La vie en société fait-elle grossir ou réduit-elle la taille du cerveau ? Les deux arrivent, et on trouve toujours de nouvelles explications.
"When the bacteria found on the walls of Lechuguilla were analyzed, many of the microbes were determined not only to have resistance to natural antibiotics like penicillin, but also to synthetic antibiotics that did not exist on earth until the second half of the twentieth century. As infectious disease specialist Brad Spellberg put it in the New England Journal of Medicine, “These results underscore a critical reality: antibiotic resistance already exists, widely disseminated in nature, to drugs we have not yet invented.”
L'information génétique est là au départ — ici la résistance aux antibiotiques —, on le dit rarement mais visiblement c'est connu. Il n'y a que transmission et sélection. Mais alors, d'où vient l'information ?

3. Conclusions

Je crois que la théorie de l'évolution est en crise, mais probablement pas encore assez pour que les scientifiques cherchent sérieusement de nouvelles théories — qui doivent être révolutionnaires, de facto.

Une théorie possible, évidemment, c'est la Création. Mais pour aller plus loin que Kuhn, il faut voir qu'il n'y a pas que l'adéquation avec les observations qui entre en jeu dans le choix d'une théorie : c'est une véritable question philosophique ! Dans sa quête scientifique, l'homme fait le choix de ne pas utiliser "l'hypothèse Dieu". La Création n'est donc pas une alternative admissible dans ce cadre.

Ainsi, pour accepter la "théorie de la Création", il ne faut pas simplement reconnaître sa validité scientifique.
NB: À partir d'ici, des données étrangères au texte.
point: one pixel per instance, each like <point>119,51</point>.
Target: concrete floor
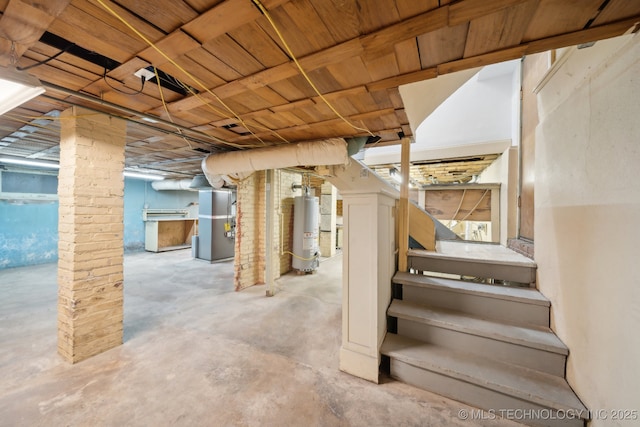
<point>196,353</point>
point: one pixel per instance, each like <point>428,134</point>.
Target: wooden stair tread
<point>533,337</point>
<point>524,295</point>
<point>533,386</point>
<point>475,252</point>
Il ne faut pas seulement croire en Dieu, ni croire à la Bible. Il faut reconnaître qu'il y a une quête supérieure à la quête "scientifique" : la quête de la vérité. Dans cette quête, la Bible est plus absolue que la science. Elle est une autorité supérieure. Dieu n'est pas "une hypothèse". Il est une source d'information, il nous instruit, il nous oriente.
Que personne ne vous séduise d'aucune manière ; car il faut que l'apostasie soit arrivée auparavant, et qu'on ait vu paraître l'homme du péché, le fils de la perdition, l'adversaire qui s'élève au-dessus de tout ce qu'on appelle Dieu ou de ce qu'on adore, jusqu'à s'asseoir dans le temple de Dieu, se proclamant lui-même Dieu...
Et alors paraîtra l'impie, que le Seigneur Jésus détruira par le souffle de sa bouche, et qu'il anéantira par l'éclat de son avènement. L'apparition de cet impie se fera, par la puissance de Satan, avec toutes sortes de miracles, de signes et de prodiges mensongers, et avec toutes les séductions de l'iniquité pour ceux qui périssent parce qu'ils n'ont pas reçu l'amour de la vérité pour être sauvés.
Aussi Dieu leur envoie une puissance d'égarement, pour qu'ils croient au mensonge, afin que tous ceux qui n'ont pas cru à la vérité, mais qui ont pris plaisir à l'injustice, soient condamnés.
... Ainsi donc, frères, demeurez fermes, et retenez les instructions que vous avez reçues, soit par notre parole, soit par notre lettre.
2 Thessaloniciens 2:3-4,8-12,15

Commentaires

Marie a dit…
Excellent article (as usual...), j'étais particulièrement contente de lire certains extraits du "florilège" que je ne connaissais pas !
Et le nouveau look de ton blog est très sympa !
Amy a dit…
Merci ! Je collectais les articles depuis quelques temps, et j'en ai ajouté quelques uns plus récents. Je suis sûre que j'aurais pu en avoir beaucoup plus si je suivais de plus près l'actualité scientifique.

Contente que tu apprécies le relooking. J'espère que le contraste inverse ne piquera pas trop les yeux.